The ring fitted as if measured for me.

“You wish me to keep this?” I said briskly to the Governor.

“Yes, I think that one will do perfectly,” he replied; and he turned to the young jeweller again.

It was to ask the price, I knew. I was seized with that ineradicable feeling of distress that claims a woman under any circumstances whatsoever—when mention is made of payment for her, by another. She loves to be paid for—with all thought of price ignored. So I rose and turned to bend over another glass counter under which gleamed pendants of pearls and emeralds—which I scarcely saw, for another couple had strayed into the shop—a plainish girl, simply and rather dowdily dressed; a man like dozens of others—and they interested me. Their two faces were as radiant as if they had come into a fortune sufficient to buy up the whole of Gemmer’s six times over, but I heard the girl whisper, awe-struck and ecstatic, “Oh, Harry, no! I won’t let you! It’s absurd, for people like us.” ...

“People like us aren’t going to be married every day! Considering I nearly wrecked my constitution and made myself unspeakably ill-tempered by giving up smoking for eight months,” growled the young man, “just to save up enough to be absurd, you won’t catch me wasting it on being sensible.”

“I’ll write you out the cheque now, and wait while you ring up my bank, then,” the Governor’s voice was saying; then came purrs from Mr. Levi Smarm, of “Shall not detain you a moment, sir ... Thank you, sir; perfectly all right. Much obliged. Good afternoon, sir” (with a bend to the waist). “Good afternoon, madam” (with an even lower bend). Then he turned the eyes and teeth and curls on the young couple who had saved up to be “absurd.” I wondered whether he would notice the difference between them and—his last customers. Probably. Ah, but he could hardly be expected to know quite what it was!
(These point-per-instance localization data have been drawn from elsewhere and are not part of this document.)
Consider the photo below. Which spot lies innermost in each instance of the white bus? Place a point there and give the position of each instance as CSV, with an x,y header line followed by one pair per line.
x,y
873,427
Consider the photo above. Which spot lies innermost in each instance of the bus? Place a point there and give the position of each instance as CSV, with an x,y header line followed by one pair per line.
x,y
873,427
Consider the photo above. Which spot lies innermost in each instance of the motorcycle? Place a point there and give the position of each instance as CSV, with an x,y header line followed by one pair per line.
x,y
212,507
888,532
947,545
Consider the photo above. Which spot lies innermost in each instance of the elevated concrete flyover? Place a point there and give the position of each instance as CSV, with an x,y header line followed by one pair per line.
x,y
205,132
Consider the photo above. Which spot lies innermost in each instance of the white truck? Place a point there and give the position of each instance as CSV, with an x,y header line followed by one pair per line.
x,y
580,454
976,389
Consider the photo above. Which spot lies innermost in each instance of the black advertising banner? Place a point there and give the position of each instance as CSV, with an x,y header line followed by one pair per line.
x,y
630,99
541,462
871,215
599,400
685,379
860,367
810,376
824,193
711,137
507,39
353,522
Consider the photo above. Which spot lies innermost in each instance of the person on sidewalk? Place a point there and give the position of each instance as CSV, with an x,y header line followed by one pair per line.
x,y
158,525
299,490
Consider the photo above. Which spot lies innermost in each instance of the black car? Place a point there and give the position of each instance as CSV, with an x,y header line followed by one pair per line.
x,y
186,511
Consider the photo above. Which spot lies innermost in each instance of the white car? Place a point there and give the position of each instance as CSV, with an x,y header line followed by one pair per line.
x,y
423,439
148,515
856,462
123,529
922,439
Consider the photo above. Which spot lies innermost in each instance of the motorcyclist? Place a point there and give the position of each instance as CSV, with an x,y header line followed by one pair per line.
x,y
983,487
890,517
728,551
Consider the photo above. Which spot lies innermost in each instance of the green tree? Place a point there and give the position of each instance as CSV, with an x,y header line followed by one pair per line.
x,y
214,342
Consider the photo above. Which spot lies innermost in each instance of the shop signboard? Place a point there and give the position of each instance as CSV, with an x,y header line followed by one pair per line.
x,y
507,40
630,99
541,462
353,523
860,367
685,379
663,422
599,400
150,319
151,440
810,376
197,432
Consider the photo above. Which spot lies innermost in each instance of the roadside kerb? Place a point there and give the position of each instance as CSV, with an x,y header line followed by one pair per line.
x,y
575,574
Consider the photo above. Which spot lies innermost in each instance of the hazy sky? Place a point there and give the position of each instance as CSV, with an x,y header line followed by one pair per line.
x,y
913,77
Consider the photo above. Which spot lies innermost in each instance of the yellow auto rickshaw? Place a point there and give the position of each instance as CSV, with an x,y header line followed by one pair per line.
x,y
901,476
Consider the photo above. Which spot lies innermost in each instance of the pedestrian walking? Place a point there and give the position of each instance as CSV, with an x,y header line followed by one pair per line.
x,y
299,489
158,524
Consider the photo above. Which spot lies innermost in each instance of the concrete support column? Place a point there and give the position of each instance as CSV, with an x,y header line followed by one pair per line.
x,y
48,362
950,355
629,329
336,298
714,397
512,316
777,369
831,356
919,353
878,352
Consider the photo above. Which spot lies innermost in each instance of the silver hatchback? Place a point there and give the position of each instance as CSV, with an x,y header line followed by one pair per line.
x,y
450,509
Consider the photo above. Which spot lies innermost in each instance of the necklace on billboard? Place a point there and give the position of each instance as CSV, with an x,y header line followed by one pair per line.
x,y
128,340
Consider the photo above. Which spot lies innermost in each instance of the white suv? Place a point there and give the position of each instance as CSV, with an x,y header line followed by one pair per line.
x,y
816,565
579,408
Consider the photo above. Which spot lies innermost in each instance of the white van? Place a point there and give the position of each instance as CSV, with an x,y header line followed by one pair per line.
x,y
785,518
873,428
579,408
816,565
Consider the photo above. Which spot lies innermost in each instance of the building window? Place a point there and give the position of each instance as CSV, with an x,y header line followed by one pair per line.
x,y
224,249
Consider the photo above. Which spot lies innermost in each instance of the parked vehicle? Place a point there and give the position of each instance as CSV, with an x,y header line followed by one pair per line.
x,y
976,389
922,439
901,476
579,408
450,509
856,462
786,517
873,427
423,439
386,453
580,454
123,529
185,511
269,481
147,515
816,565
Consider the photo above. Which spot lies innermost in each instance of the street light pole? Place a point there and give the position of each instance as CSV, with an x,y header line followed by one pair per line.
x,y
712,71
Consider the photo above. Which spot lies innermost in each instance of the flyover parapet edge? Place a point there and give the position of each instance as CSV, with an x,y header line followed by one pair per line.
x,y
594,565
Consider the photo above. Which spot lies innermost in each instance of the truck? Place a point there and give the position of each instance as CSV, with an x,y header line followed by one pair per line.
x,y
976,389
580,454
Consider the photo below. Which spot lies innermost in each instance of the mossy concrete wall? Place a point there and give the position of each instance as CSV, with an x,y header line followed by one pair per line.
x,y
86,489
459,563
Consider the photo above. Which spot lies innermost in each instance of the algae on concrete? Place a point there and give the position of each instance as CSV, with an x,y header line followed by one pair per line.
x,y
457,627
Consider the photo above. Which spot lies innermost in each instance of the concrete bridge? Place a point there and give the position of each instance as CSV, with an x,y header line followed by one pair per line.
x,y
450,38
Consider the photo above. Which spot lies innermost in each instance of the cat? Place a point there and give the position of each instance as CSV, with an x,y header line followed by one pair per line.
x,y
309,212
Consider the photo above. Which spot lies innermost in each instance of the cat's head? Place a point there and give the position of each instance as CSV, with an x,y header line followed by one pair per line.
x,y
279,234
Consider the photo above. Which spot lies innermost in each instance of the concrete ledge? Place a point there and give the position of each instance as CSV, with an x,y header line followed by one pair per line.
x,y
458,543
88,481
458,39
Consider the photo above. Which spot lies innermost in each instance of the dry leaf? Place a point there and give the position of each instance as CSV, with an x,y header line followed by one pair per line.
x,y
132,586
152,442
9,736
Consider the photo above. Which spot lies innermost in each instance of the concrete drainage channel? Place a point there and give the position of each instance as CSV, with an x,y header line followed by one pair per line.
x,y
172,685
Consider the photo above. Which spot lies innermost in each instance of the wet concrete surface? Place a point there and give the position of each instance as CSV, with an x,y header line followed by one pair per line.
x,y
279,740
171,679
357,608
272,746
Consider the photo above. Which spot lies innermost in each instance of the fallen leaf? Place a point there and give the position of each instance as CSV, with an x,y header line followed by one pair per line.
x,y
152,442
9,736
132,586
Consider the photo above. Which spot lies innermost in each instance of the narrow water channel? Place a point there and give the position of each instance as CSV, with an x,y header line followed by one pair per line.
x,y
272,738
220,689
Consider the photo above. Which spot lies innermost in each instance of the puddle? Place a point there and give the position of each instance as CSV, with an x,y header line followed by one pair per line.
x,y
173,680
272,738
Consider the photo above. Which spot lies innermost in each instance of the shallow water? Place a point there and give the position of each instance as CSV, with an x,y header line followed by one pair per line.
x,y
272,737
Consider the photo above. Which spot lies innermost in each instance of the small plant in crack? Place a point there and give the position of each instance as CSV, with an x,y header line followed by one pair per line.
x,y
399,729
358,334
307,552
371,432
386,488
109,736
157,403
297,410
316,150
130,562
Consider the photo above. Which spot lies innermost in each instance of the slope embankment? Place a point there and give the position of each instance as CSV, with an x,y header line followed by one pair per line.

“I hope,” said Mr. Waters, civilly, on our way back to the office, “that that little Hebrew bounder didn’t annoy you. That sort of thing is all part of his business, you understand.”

“Of course I understand,” said I submissively.

“I am glad you—didn’t mind it,” said Mr. Waters.

I longed to be able to retort, “Mind? Why on earth should I? Please try to understand that there’s no reason I need ‘mind,’ any more than one of those curved white velvet stands at Gemmer’s should mind whose hand clasps and unclasps the necklace of amethysts and peridots that it displays. I’m quite content to let my finger be a ‘stand,’ to show off these diamonds, for which—for some unexplained reason—you’ve got to pay someone to be the ‘official’ wearer! All I ‘mind’ is the way you do these things—it’s clumsy beyond belief!”

One comfort that remains to me is that I need only wear this hateful ring of his while I am on show—and not at other times.

No tightly-corseted Victorian has ever so longed to be alone in her bedroom again and undo her torturing case of whalebone and coutil as I shall long to get away, every time I’m wearing this “engagement” ring—to the mere pleasure of taking it off!